An old adage states that “bull markets climb a wall of worry.” It’s especially true now.
The S&P 500 fell 1.6 percent last Monday, its worst drop in over two months. But it immediately rebounded, and climbed the next four sessions. That resulted in gain of almost 2 percent last week.
Strong quarterly results from companies like Snap (SNAP) and Chipotle Mexican Grill (CMG) played a role. While minor based on their individual size, both revealed deeper positives in the market. The first thing, outlined by Market Insights almost a month ago, is broad pricing power. Companies are taking advantage of rising inflation expectations to charge customers more. The result is the second-highest profit margins since at least 2008, according to FactSet.
Another positive was the trend of strong online advertising in SNAP and Twitter (TWTR) results. Investors viewed that as a good omen for Alphabet (GOOGL) and Facebook (FB), which report this week.
|Biggest Gainers in the S&P 500 Last Week|
|Chipotle Mexican Grill (CMG)||+17%|
|HCA Healthcare (HCA)||+13%|
|Interpublic Group (IPG)||+12%|
Still, none of this is happening in a vacuum. Perhaps the most important driver is spreading pessimism — even as the S&P 500 and Nasdaq-100 plow to new highs. Did you know that only 30.6 percent of investors identified as bullish last week, according to the American Association of Individual Investors? That was the lowest reading since the beginning of October. The bearish response (also 30.6 percent) was also the highest since late January.
It appears to be a classic case of bull markets climbing “a wall of worry.” Investors doubting the rally refuse to chase new highs, making cash accumulate on the sidelines. Pullbacks are shallow because sellers are few and far between.
Technology Leads Again
Communication, which includes Internet stocks like GOOGL and FB, was the top-performing sector last week. Technology followed close behind as investors bought cloud-computing, electronics payments, semiconductors and data-analytic companies. Many of those stocks had struggled for months following big rallies last year.

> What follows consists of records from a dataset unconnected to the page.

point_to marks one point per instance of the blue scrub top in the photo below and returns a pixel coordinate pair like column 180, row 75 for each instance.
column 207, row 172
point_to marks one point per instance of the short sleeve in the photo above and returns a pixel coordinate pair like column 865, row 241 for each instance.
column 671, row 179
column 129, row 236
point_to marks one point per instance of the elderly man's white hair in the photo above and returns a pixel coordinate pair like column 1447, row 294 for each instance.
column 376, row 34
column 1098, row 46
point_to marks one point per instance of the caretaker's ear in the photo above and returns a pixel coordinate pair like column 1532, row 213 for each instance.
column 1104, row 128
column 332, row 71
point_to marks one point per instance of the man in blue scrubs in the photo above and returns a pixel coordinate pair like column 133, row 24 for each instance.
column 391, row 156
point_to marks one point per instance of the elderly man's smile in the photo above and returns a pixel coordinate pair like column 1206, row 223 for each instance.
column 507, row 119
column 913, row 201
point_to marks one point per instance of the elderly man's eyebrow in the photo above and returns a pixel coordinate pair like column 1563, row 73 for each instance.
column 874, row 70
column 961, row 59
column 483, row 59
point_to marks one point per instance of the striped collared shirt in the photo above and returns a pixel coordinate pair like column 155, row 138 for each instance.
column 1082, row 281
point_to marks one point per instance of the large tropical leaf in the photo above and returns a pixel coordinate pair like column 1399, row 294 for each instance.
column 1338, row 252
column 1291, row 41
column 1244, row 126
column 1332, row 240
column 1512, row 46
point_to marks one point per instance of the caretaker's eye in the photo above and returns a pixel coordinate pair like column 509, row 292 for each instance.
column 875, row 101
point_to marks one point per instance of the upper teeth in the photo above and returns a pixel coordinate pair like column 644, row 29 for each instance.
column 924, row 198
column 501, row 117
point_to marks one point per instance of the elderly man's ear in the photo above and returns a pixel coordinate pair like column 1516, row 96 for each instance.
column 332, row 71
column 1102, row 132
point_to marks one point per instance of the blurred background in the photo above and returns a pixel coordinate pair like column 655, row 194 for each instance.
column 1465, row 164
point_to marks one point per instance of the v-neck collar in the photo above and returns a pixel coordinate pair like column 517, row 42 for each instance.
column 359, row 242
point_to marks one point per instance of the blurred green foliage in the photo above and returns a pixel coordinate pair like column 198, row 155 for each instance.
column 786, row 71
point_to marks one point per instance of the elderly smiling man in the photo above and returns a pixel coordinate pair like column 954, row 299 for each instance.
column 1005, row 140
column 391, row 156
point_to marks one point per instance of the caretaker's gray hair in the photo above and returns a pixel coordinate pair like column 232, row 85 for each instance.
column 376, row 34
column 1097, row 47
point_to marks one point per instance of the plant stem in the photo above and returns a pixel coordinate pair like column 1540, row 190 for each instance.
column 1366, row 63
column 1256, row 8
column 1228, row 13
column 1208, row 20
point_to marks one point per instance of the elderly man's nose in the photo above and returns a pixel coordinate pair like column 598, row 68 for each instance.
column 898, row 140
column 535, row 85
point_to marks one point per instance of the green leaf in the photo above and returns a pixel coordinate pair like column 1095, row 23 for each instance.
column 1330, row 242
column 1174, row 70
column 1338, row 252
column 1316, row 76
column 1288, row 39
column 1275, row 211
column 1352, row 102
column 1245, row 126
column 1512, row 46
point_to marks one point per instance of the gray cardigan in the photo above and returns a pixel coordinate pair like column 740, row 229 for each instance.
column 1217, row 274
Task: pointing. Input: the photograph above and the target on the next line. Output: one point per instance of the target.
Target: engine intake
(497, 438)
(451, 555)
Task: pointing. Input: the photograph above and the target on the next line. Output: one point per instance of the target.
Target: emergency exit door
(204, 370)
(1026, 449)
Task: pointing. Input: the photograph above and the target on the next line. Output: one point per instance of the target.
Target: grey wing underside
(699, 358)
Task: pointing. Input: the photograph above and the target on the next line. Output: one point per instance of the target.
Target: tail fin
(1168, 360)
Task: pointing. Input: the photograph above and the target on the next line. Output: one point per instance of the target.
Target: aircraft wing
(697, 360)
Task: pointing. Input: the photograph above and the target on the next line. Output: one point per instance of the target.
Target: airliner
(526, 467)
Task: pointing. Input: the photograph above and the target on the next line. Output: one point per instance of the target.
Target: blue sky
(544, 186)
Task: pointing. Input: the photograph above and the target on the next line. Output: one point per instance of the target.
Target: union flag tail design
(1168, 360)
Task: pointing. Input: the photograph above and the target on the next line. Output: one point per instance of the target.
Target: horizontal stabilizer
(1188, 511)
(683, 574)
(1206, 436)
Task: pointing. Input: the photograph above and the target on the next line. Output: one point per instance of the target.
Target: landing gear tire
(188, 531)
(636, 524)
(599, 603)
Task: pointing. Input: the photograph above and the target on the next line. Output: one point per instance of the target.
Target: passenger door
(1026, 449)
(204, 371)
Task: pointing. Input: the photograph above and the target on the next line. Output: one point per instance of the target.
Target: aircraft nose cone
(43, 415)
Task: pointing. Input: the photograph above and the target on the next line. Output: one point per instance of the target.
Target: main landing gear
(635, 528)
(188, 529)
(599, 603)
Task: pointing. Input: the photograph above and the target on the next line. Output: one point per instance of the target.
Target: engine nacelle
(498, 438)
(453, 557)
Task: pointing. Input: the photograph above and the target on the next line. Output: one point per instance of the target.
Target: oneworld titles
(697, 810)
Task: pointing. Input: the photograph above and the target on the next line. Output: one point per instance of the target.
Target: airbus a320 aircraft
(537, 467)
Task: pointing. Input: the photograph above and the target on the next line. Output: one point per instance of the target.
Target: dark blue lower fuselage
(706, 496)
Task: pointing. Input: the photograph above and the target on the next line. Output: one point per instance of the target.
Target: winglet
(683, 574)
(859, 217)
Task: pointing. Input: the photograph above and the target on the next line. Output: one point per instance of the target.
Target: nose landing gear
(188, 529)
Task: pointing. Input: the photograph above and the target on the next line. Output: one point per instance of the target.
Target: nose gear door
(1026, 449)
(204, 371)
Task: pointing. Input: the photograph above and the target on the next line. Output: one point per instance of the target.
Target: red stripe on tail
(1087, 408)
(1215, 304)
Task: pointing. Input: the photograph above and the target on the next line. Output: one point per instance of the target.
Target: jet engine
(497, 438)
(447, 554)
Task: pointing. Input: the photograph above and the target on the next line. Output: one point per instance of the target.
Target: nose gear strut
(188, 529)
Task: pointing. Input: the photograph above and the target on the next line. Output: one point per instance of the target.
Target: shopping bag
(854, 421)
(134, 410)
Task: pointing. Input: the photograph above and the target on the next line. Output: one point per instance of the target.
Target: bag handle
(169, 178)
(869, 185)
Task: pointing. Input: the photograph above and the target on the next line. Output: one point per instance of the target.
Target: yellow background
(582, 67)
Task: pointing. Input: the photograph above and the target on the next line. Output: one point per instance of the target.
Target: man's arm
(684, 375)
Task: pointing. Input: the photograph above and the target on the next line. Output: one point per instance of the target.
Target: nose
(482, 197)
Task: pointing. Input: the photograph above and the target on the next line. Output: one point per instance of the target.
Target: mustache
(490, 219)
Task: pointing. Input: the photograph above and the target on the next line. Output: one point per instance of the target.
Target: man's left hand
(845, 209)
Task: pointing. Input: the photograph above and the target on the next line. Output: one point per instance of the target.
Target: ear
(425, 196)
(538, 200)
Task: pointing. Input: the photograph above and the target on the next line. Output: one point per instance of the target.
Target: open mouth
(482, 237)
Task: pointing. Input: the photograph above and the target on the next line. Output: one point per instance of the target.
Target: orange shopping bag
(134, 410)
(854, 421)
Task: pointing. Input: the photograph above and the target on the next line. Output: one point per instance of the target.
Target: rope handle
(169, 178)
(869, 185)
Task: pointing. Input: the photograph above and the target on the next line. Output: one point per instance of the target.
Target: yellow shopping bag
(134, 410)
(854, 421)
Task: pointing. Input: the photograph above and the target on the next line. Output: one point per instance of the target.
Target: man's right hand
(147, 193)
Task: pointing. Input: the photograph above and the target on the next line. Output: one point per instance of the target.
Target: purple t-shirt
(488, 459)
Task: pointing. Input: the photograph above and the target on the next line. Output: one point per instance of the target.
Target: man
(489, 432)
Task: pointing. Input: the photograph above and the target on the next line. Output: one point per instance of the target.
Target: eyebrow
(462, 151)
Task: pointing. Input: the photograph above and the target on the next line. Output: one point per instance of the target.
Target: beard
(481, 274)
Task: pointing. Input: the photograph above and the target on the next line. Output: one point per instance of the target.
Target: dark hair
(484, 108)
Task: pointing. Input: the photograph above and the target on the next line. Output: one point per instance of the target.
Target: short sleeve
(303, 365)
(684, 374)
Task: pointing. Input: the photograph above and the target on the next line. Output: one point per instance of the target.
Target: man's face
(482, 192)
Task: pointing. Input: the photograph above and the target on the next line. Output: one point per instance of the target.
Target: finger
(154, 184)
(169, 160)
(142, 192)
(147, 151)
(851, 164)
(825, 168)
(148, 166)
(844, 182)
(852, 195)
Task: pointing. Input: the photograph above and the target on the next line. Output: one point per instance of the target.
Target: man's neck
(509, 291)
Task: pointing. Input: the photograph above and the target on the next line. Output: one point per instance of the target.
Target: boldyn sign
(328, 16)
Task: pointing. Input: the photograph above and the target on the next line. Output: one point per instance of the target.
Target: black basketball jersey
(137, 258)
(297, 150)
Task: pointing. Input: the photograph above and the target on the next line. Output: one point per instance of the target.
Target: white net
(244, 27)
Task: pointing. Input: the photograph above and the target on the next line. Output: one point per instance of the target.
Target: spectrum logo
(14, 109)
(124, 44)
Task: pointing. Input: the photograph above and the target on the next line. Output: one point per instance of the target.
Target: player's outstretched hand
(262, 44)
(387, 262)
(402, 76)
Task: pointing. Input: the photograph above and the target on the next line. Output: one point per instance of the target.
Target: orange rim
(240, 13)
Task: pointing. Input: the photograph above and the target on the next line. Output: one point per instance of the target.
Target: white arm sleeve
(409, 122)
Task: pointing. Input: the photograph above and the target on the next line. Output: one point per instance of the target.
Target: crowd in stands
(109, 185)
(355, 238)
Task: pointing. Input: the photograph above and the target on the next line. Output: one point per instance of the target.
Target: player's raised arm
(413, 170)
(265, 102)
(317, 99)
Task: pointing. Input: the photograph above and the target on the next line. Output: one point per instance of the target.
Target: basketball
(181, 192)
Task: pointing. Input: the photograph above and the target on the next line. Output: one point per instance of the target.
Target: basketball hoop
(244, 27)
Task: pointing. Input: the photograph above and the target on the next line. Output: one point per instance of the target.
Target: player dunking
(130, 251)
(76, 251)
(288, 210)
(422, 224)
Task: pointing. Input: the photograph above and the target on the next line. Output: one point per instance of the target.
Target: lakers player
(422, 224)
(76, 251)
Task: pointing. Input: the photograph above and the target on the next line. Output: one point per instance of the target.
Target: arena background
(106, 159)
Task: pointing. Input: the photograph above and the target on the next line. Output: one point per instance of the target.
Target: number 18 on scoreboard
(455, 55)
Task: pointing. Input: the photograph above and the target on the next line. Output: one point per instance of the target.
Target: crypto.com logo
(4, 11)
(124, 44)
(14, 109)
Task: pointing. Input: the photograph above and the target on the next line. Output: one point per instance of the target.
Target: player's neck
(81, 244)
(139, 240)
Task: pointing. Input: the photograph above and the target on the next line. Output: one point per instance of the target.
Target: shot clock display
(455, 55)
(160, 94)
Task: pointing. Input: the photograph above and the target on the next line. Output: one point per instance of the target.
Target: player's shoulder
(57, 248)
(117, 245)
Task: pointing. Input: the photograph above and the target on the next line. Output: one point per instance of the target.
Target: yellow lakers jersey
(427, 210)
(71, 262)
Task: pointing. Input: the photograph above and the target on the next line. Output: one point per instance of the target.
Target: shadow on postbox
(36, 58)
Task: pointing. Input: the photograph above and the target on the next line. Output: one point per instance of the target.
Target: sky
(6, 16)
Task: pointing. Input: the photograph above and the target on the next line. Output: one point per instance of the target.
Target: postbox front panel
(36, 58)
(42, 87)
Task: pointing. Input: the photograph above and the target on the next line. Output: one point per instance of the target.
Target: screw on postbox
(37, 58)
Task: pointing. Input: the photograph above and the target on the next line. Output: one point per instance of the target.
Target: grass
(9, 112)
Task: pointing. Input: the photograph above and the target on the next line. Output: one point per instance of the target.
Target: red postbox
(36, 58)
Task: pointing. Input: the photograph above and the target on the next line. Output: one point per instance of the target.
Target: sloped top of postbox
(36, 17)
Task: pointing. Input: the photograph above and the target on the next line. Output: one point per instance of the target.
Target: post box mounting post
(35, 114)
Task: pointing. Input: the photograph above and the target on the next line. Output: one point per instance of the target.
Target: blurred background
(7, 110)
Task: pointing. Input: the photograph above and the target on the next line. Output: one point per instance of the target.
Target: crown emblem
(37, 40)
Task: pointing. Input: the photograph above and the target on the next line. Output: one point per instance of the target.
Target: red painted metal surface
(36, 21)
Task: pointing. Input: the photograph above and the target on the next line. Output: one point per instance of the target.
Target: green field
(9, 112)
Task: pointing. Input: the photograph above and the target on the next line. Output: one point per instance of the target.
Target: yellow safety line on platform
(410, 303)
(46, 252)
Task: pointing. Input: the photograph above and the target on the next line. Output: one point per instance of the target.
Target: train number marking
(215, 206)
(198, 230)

Another interesting trend was the strength in the smaller growth stocks. The Invesco Next Gen 100 (QQQJ) and iShares Russell 2000 Growth ETF (IWO) outperformed other major indexes like the Nasdaq-100 and S&P 500. This contrasts with the recent pattern of the largest companies leading. Market Insights will keep following the trend, which could be present important opportunities to growth investors.
Chinese stocks were the weakest major corner of the market last week as Beijing continued to crack down on the country’s technology sector. Energy, precious metals and utilities also lagged.
Economic data was disappointing as the rebound from last year’s lockdowns slowed. Initial jobless claims unexpectedly jumped above 400,000. Housing data also showed weak sales and building plans. Oil inventories exceeded forecasts for the first time in eight weeks.
Huge Week for Earnings
|Biggest Decliners in the S&P 500 Last Week|
|M&T Bank (MTB)||-5.5%|
|People’s United Financial (PBCT)||-4.8%|
This week will be the biggest for earnings. Almost one-third of the S&P 500 report, including all five trillion-dollar companies: Apple (AAPL), Microsoft (MSFT), GOOGL, Amazon.com (AMZN) and FB. Tesla (TSLA), the seventh-biggest behind Berkshire Hathaway (BRK.K) will also issue results.
It’s also busy for economic news because there’s a Federal Reserve meeting on Wednesday. The government’s initial reading for second-quarter gross domestic product, initial jobless claims and Robinhood.com’s (HOOD) initial public offering are due on Thursday.